La crescita del 2019, secondo l’Ufficio parlamentare di bilancio, «risultata moderata nei primi tre trimestri dell’anno», mentre negli ultimi tre mesi «ha segnato una brusca interruzione nel quarto (-0,3%). Tale evoluzione implica un trascinamento statistico negativo per l’anno in corso (-0,2 punti percentuali)».

I modelli di previsione di breve periodo dell’Ufficio parlamentare di bilancio stimano che, nel trimestre in corso, «il Pil non recupererebbe il netto calo del periodo precedente». L’attività economica, secondo l’analisi, «riprenderebbe vigore nei trimestri successivi, sostenuta dal lento recupero della domanda interna, mentre l’apporto di quella estera netta sarebbe nullo».

La crescita dell’economia italiana nell’orizzonte di previsione, si legge nell’indagine, «sarebbe prevalentemente sospintadalla domanda finale interna, che contribuirebbe alla dinamica del Pil per oltre mezzo punto percentuale nella media dei tre anni». Mentre l’apporto complessivo della domanda estera netta «si annullerebbe quest’anno e si innalzerebbe appena il prossimo».

Dal lato delle componenti di domanda, la spesa delle famiglie, dopo il lieve rallentamento nel 2019, resterebbe «moderata quest’anno (0,4%)», ma «si riporterebbe gradualmente verso un sentiero di crescita di lungo periodo nel 2021 (0,7%)». I consumi privati, secondo l’Ufficio parlamentare di bilancio, sarebbero «sospinti dalla dinamica del potere d’acquisto, che si avvantaggerebbe delle misure previste nella manovra di bilancio, dell’aumento dell’occupazione e della moderata inflazione al consumo».

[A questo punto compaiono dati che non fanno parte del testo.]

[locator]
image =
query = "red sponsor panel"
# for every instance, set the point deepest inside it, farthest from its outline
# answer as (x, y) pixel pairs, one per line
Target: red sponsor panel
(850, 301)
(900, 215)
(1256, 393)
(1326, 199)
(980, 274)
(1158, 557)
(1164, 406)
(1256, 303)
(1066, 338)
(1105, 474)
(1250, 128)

Il processo di accumulazione di capitale, «in accentuato rallentamento» nel 2019, è atteso «in ulteriore indebolimentoanche quest’anno (0,4%), risentendo dell’elevata incertezza economica e geopolitica e delle modeste attese sulla domanda interna, nonostante costi del finanziamento contenuti». La spesa per investimenti, secondo l’Ufficio, sarebbe «nuovamente in miglioramento l’anno prossimo, comunque a un ritmo moderato (1,4%, a fronte di un tasso di crescita più che doppio nella media del precedente triennio)».